Synthesis and characterization of Pd(II) antitumor complex, DFT calculation and DNA/BSA binding insight through the combined experimental and theoretical aspects

Abstract

A novel palladium(II) complex, [Pd(bpy)(acac)]NO3 (where bpy and acac are 2,2′-bipyridine and acetylacetonato), has been synthesized and fully characterized through 1H NMR, UV-Vis and FT-IR spectra, conductivity measurement and elemental analysis. Geometry optimization using DFT calculation demonstrated that a square-planar geometry is built around Pd(II) atom. The MEP and FMO analysis were also applied. Partition coefficient evaluation was conducted to determine the lipophilicity of the compound which follows the order complex > cisplatin. The antitumor activity of the complex has been evaluated on K562 cancer cells by MTT method, which exhibited an appropriate activity in compare to cisplatin. The interaction of [Pd(bpy)(acac)]NO3 towards biomolecules (CT-DNA and BSA) was investigated through in-detail fluorescence, UV–Vis and other techniques. The findings of fluorescence titration demonstrated that the Pd(II) complex binds to CT-DNA via hydrophobic and with BSA through van der Waals forces and hydrogen bond.
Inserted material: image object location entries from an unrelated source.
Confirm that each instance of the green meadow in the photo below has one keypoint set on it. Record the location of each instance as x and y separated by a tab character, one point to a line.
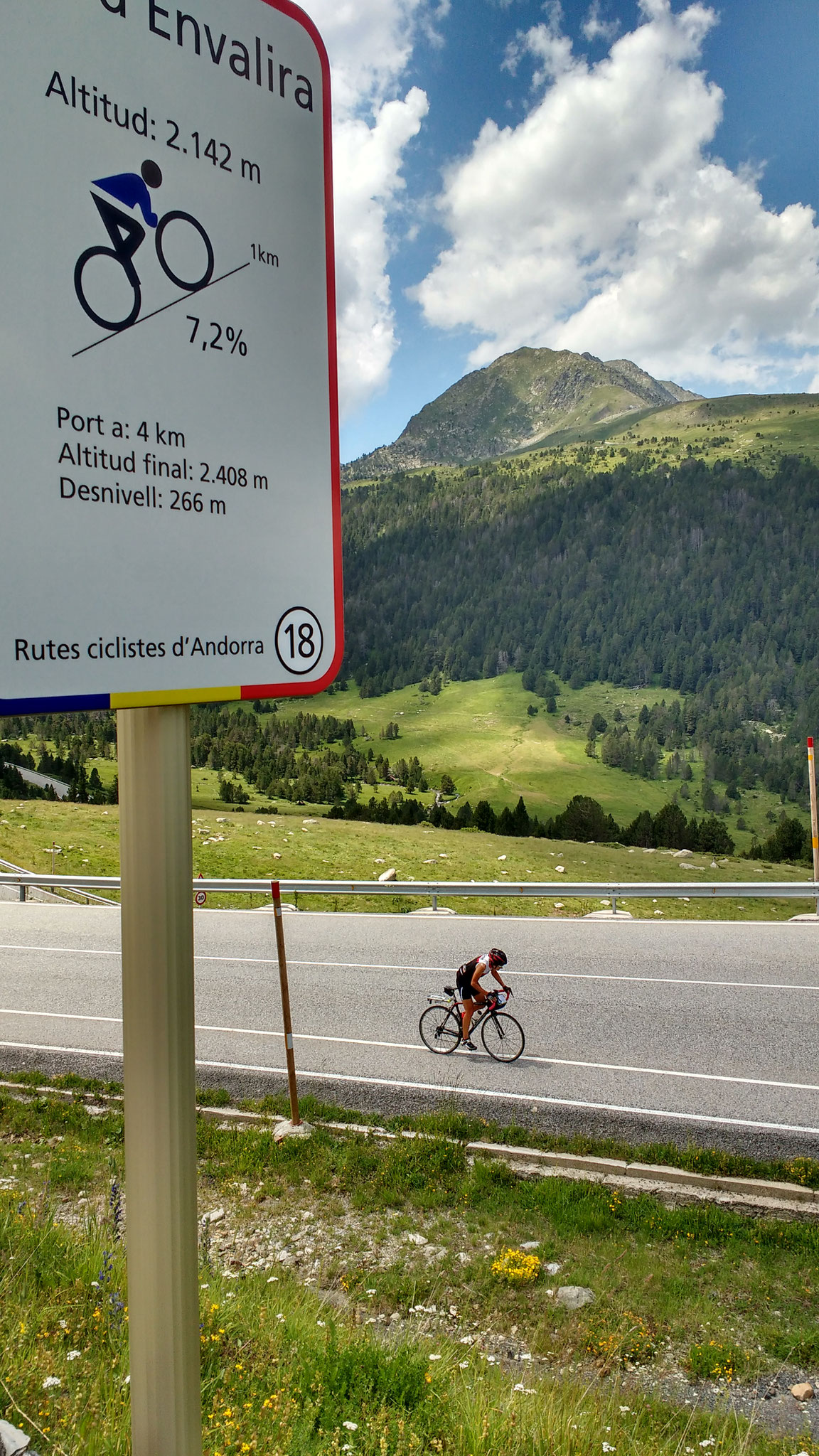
304	845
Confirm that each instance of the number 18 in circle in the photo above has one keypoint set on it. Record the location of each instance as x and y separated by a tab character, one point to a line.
299	641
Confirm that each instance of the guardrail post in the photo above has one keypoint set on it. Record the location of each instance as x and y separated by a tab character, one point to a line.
813	815
159	1075
284	987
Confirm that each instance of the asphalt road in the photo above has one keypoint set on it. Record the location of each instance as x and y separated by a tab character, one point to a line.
692	1032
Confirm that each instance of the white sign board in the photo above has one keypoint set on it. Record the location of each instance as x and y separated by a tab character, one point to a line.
169	496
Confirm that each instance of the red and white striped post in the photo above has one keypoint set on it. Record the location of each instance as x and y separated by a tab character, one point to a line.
291	1086
813	819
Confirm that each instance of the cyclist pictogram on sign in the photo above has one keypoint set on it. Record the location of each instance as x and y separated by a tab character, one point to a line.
127	235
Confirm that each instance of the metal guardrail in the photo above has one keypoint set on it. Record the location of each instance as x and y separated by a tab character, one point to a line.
28	877
459	889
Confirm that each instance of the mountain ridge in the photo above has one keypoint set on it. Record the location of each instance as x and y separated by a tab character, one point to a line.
516	402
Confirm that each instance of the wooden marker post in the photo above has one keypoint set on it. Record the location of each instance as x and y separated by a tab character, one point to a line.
291	1086
159	1075
813	817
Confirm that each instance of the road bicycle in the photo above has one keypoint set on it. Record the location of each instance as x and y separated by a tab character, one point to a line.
127	235
500	1033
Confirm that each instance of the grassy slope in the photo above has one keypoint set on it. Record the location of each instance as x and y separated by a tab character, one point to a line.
483	736
298	845
690	1292
786	424
758	429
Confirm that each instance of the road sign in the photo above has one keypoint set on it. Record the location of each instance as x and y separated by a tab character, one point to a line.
168	422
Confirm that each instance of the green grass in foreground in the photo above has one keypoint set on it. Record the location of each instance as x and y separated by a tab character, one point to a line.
690	1289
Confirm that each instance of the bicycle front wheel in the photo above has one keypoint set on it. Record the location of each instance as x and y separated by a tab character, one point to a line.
503	1037
441	1029
181	245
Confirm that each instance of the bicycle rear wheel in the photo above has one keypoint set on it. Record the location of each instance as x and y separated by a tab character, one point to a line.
503	1037
441	1029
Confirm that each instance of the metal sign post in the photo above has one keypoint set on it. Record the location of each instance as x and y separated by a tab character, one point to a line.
161	1113
284	989
169	443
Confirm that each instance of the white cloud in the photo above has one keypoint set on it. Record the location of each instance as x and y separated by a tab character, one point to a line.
602	223
369	44
598	29
368	181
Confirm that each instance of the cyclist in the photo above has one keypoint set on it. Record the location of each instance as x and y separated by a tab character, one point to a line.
132	188
470	987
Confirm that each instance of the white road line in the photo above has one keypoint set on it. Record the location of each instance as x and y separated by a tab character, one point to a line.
413	1046
448	970
456	1091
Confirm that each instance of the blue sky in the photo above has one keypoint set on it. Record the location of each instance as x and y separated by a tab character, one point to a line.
636	179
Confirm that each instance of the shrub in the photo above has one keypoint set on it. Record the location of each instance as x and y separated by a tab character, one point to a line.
516	1267
628	1340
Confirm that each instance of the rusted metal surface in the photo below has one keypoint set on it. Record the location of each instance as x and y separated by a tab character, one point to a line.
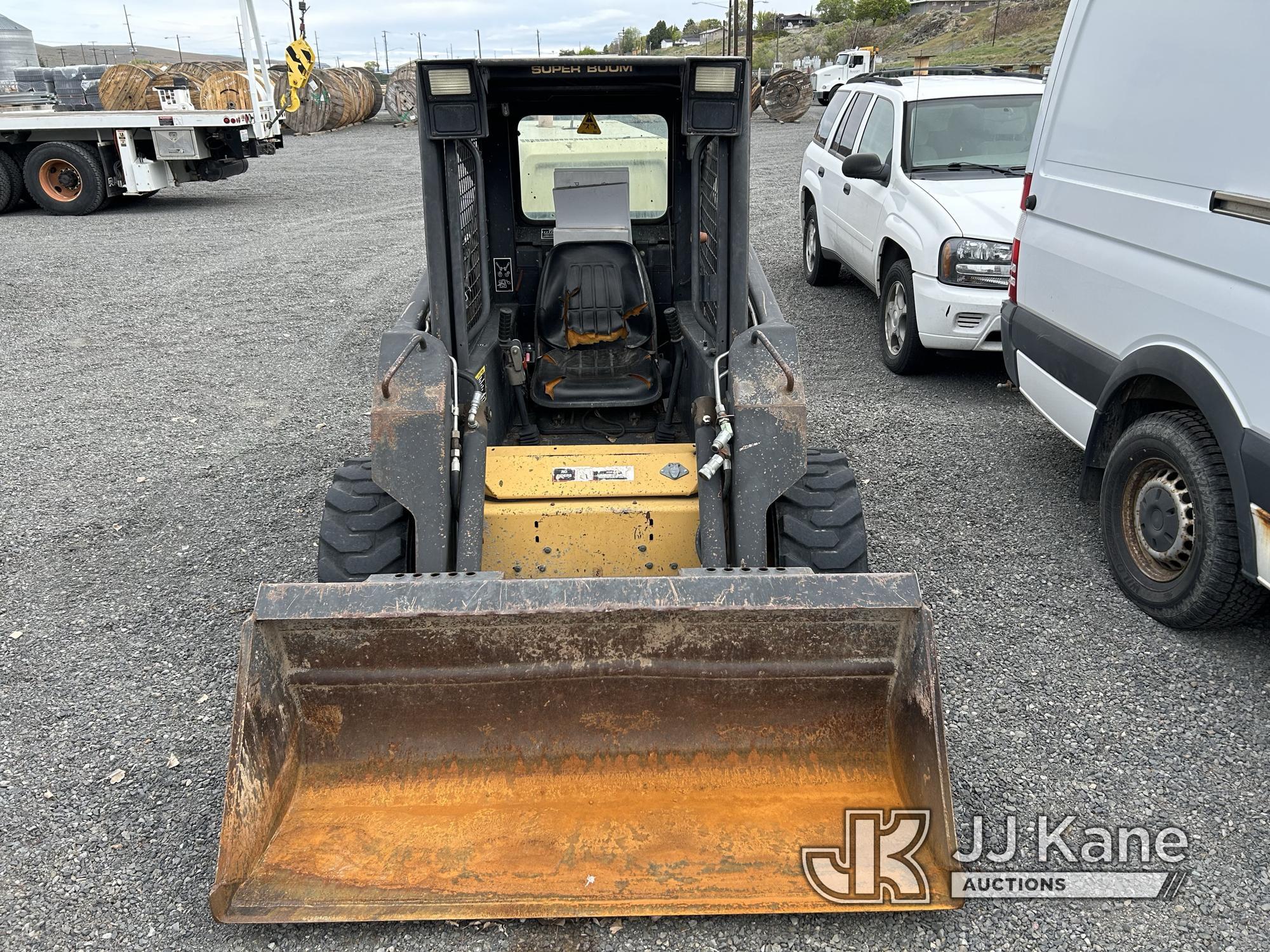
758	337
471	747
417	341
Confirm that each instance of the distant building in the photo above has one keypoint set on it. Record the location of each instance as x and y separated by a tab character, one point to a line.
956	6
794	22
UV–Vis experiment revealed a reduction in the absorption spectra of biomolecules in presence of the complex. The binding affinity was further endorsed for CT-DNA utilizing viscosity measurement and gel electrophoresis and for BSA via CD spectroscopy and FRET calculation. In addition, molecular docking supports the findings of experiments and indicates that the Pd(II) complex appears to be situated at DNA intercalation position and BSA Sudlow's site I. All results have shown that this compound may be a useful potential antitumor candidate for further medical purposes.